Stabile Misleads Public
In the Wave of July 10 (p. 25), you report: "Stabile Says: Lead Poison Law Will Protect Kids." The headline and the article itself are dismayingly misleading. Councilman Alfonso Stabile did not tell your reporter that the Guiliani administration, which supports this bill, could not find a single medical or public health expert in this city or any other who would approve of it. The exception was the administration’s own person, Commissioner of Health Neal Cohen, an ally of the Mayor and, in this instance, of speaker Vallone.
This "new initiative", hailed by Councilman Stabile, is designed not "to protect the city’s most precious asset, its children," as he claims, but to protect the city’s most powerful lobbyists, the landlord organizations and the Rent Stabilization Association.
These influential puppetmasters have the ear of Mayor Guiliani and pull the strings that control the political positions of speaker Vallone. Thus, the speaker has, at their behest, refused for two years to schedule a public hearing on Councilman Stanley Michel’s excellent and truly child-protecting Childhood Lead Poisoning Prevention Act , Intro. 205, which was co-sponsored by 35 of the 51 Council members.
Instead, Speaker Vallone crafted legislation that was objectionable and indefensible: it guts existing Department of Health safety rules for repairs, encourages shoddy work practices over safe ones, provides no penalties for non-compliance with even minimal safety standards, permits violations to stay in place legally for as long as 226 days from the date of a tenant’s complaint and much else. The common sense evidence that this is a bad bill is:
It has been opposed by every expert in the field of lead poisoning prevention who was afforded an opportunity to respond, and opposed as well by a wide spectrum of public health, medical, tenant, environmental, civil rights, education, community, parent, religious, political, and labor organizations.
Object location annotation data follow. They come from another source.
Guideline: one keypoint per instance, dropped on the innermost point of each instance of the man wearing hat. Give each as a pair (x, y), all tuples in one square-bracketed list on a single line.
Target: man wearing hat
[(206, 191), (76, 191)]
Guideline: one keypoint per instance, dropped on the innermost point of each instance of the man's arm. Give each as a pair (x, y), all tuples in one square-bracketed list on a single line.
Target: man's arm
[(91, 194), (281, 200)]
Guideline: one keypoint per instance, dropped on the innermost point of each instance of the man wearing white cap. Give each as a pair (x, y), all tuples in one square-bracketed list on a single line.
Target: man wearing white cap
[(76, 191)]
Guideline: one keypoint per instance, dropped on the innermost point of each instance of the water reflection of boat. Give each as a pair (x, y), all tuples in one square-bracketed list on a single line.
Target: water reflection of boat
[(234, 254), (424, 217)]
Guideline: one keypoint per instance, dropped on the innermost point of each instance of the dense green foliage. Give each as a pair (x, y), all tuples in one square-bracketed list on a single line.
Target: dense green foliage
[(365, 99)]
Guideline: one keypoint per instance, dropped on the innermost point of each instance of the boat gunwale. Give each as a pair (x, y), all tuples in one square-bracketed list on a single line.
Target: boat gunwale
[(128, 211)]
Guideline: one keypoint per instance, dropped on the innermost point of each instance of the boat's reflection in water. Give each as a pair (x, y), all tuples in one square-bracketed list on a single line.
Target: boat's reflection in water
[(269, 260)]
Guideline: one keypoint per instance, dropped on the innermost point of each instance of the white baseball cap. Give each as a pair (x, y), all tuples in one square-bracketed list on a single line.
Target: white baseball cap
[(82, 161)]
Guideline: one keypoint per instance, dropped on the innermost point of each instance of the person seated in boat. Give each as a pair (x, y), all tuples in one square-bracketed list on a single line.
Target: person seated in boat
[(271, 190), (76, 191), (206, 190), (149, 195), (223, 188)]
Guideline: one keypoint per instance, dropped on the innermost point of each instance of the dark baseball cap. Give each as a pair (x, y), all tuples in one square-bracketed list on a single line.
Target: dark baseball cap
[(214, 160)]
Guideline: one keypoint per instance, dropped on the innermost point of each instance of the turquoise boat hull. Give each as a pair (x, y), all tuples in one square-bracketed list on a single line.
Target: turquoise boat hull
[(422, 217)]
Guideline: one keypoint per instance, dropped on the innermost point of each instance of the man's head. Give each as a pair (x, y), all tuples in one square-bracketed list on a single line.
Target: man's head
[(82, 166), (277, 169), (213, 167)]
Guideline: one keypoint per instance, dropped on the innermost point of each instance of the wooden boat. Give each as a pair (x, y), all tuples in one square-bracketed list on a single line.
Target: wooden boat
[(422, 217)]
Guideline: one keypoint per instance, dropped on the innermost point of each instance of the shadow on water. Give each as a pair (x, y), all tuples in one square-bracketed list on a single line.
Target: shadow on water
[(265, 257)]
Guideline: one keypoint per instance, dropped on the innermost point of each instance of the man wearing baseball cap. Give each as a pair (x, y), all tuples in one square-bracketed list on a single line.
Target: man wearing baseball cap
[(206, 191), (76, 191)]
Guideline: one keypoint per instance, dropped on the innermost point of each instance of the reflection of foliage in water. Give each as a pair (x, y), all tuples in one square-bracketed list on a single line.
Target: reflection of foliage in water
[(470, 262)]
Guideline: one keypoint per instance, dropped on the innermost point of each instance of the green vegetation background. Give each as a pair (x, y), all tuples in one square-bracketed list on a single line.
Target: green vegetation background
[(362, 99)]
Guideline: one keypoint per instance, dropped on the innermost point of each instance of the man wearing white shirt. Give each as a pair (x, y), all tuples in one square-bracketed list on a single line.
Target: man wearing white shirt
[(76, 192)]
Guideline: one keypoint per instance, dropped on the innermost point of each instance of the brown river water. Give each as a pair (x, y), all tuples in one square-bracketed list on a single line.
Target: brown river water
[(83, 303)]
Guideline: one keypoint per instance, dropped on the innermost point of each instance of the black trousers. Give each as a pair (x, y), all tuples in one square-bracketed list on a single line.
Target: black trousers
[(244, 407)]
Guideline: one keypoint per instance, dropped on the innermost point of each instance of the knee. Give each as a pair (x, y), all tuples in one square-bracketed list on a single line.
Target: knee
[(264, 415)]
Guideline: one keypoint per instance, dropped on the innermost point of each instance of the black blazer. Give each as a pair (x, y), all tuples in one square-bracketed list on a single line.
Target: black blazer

It was rushed through in the dead of night with no opportunity for meaningful public review (it wasn’t even assigned a number until the day of the vote.)
The legislation violates Vallone’s campaign promise not to "weaken the laws that protect children from the dangers of lead poisoning" as well as Stabile’s written and spoken "commitment" to the safety and well-being of children.
It must be remembered that lead is a neurotoxin; it damages the cells of the brain, thus interfering with a child’s ability to think, to learn, and to be creative. It is estimated that 30,000 children in New York City have elevated blood levels. Removing the source of contamination reduces the child’s blood lead level, but does not reverse the damage already incurred. It is critical that measures be adopted that will prevent exposure of children to the toxic effects of lead. The bill that Councilman Stabile voted for, and that he praised last week in The Wave, it is not a prevention bill. Neither does the promise of more "safe houses", one of the sops offered by the Administration, speak to the issue of prevention.
Lead poisoning is a preventable disease. It is the obligation of the leaders of a civilized society, which our Mayor claims to want, to legislate on behalf of children, and not on behalf of landlords.